Chemical Bonds: What Holds Everything Together?
Introduction
Our world that we live and breathe is filled with disorder from the moment we are born, and it is what holds everything together. Chemical bonds, to be exact, are the forces that keep molecules in place. They are by far the most critical and fundamental part of chemistry. Without them, there would be no world around us. For this article, I would like to talk about chemical bonds & the significance of them. I will briefly go over what a chemical bond is and some of its properties. Hopefully, by the end of this article, you will come to appreciate chemistry a bit more.
Why is it important to understand a chemical bond?
Chemical bonds are one of the reasons why chemical reactions take place. These “forces,” so to speak, keep molecules together and also allow others to interact with them. This scientific idea alone has helped us have a better understanding of our world. Take, for example, the first moments of life. We all start as a single cell then slowly evolve into thousands and then millions of cells, which make up our human bodies. Chemical reactions need to take place for these cells to replicate. Thus, without chemical bonds controlling these reactions, we would not be here reading these words.
Another important/significant idea to note is that without chemical bonds, there would be no oxygen for us to breathe. Millions of years ago, when our planet was inhabited, our o-zone was dangerously toxic. As time passed, the correct chemical bonds formed that gave rise to our o-zone. So not only can chemical bonds describe how we came up to be, but also explain how life was even considered to exist on earth.
Each time I think about chemical bonds, I am fascinated by just how powerful they can be. Understanding the chemical reactions of the first moments of life have reshaped how we think about our existence. Furthermore, they have allowed us to unlocked medicine, electricity, heat, and even technology! The description of what they do in our lives is limitless. As I will describe in the next section on how these differences occur.

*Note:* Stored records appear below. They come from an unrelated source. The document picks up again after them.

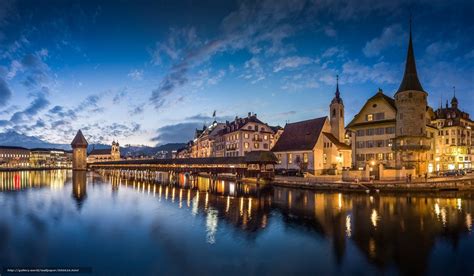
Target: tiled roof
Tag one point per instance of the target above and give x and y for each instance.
(79, 140)
(300, 135)
(336, 142)
(100, 152)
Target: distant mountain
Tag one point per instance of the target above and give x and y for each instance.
(12, 138)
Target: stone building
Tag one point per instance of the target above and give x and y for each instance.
(49, 158)
(455, 138)
(404, 133)
(79, 152)
(99, 155)
(232, 138)
(14, 157)
(315, 146)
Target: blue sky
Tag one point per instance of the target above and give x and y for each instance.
(149, 72)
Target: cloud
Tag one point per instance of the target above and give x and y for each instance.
(5, 92)
(334, 51)
(120, 95)
(291, 62)
(37, 71)
(136, 75)
(262, 22)
(440, 47)
(177, 133)
(391, 36)
(38, 104)
(382, 72)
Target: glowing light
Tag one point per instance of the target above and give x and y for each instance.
(211, 225)
(348, 226)
(374, 218)
(469, 222)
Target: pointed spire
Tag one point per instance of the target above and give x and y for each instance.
(454, 100)
(337, 97)
(79, 140)
(410, 77)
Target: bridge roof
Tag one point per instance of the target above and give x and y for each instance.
(263, 157)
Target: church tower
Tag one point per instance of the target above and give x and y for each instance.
(79, 152)
(411, 142)
(115, 151)
(336, 114)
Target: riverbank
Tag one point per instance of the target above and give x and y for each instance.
(431, 185)
(32, 169)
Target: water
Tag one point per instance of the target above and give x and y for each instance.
(123, 227)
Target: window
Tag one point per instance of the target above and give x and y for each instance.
(379, 116)
(379, 156)
(390, 156)
(360, 132)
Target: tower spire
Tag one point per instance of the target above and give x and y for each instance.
(410, 77)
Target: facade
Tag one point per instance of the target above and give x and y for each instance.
(454, 138)
(315, 146)
(48, 158)
(404, 133)
(14, 157)
(99, 155)
(79, 152)
(232, 138)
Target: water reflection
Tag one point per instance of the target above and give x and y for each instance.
(357, 233)
(79, 188)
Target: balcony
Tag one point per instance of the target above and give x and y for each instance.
(396, 147)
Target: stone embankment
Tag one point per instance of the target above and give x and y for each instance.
(421, 185)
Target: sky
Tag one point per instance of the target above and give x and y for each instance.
(151, 72)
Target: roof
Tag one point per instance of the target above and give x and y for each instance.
(13, 147)
(378, 95)
(100, 152)
(300, 135)
(410, 77)
(251, 157)
(79, 140)
(258, 156)
(336, 142)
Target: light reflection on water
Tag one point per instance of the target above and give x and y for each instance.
(205, 226)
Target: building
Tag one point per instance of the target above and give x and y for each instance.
(315, 146)
(110, 154)
(232, 138)
(404, 133)
(455, 138)
(79, 152)
(244, 135)
(50, 158)
(14, 157)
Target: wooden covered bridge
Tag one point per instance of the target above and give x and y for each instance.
(256, 164)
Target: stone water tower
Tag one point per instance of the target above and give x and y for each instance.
(79, 152)
(411, 141)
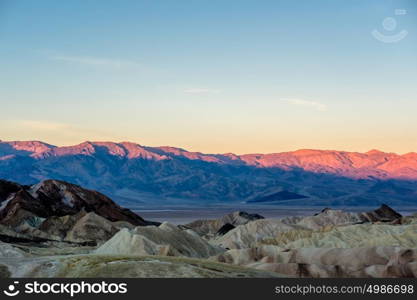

What types of chemical bonds are there?
The types of chemical bonds can be categorized as ionic, covalent, metallic, intermolecular, and polar. Depending on the elements chosen from the periodic table, they will react differently among each other. Each has its own unique characteristics, which I will not go over in this blog post, for it will become textbook, which is something you and I do not want.
Table salt is formed by an ionic bond between sodium and chlorine. Metallic bonds are the reason electricity and heat can be transferred to us from our air conditioners in the cold winters. Polar bonds allow us to drink water after an intense day of work. Intermolecular bonds hold the nucleoside & phosphate within our DNA.
It is thus evident that chemical bonds are all around us, and trust me, they make our lives much more comfortable.
How can we describe them?
When we think of a chemical bond usually, we think of them as something physical. That is not the case, though. When physicists or chemists describe chemical bonds, they typically do it in some theoretical framework. A language basically, to give us a better way of communicating what is going on in the molecular level of our natural world. The octet rule, VSEPR theory, Valence bond theory, and Molecular orbital theory each help us grasp/describe the complexity of a chemical bond.
Here I will describe what I think is the most fascinating theory. It is called molecular orbital theory. It is what made me fall in love with physics, so there is, of course, complexity behind it.
Simply, a Molecular Orbital is a region in space in which an electron can be found in a molecule. Similar to how the ocean is a region in the world in which a shark can be found, but we don’t know where precisely one may be. These regions of space are the forces that hold the molecules together. They can be thought of as several clouds.
Here is a picture to help you visualize them.
The most exciting thing is that each of these “electron clouds” can be represented by mathematics. More like a function if you may recall from elementary algebra. It looks somewhat like this!
Describing molecular orbitals and how they may behave at this framework, and I mean from chemical bonds (pure chemistry) to a function (purely mathematics), is what physicists often call Quantum Mechanics! So just by describing chemical bonds, we just merged chemistry, math, and physics. Can you see why I find them so fascinating?
Chemical bonds and Human Nature
Synthesis, Control, Static, and Never-Ending Equilibriums. This is how chemical bonds sound like. They are the foundation of what holds everything together. It is in human nature to create relational bonds with one another. Similarly, it is chemical nature to react, form, and synthesize for our world to even function. Our world continues to be changed second by second, and it is all done through the bonds that hold everything together.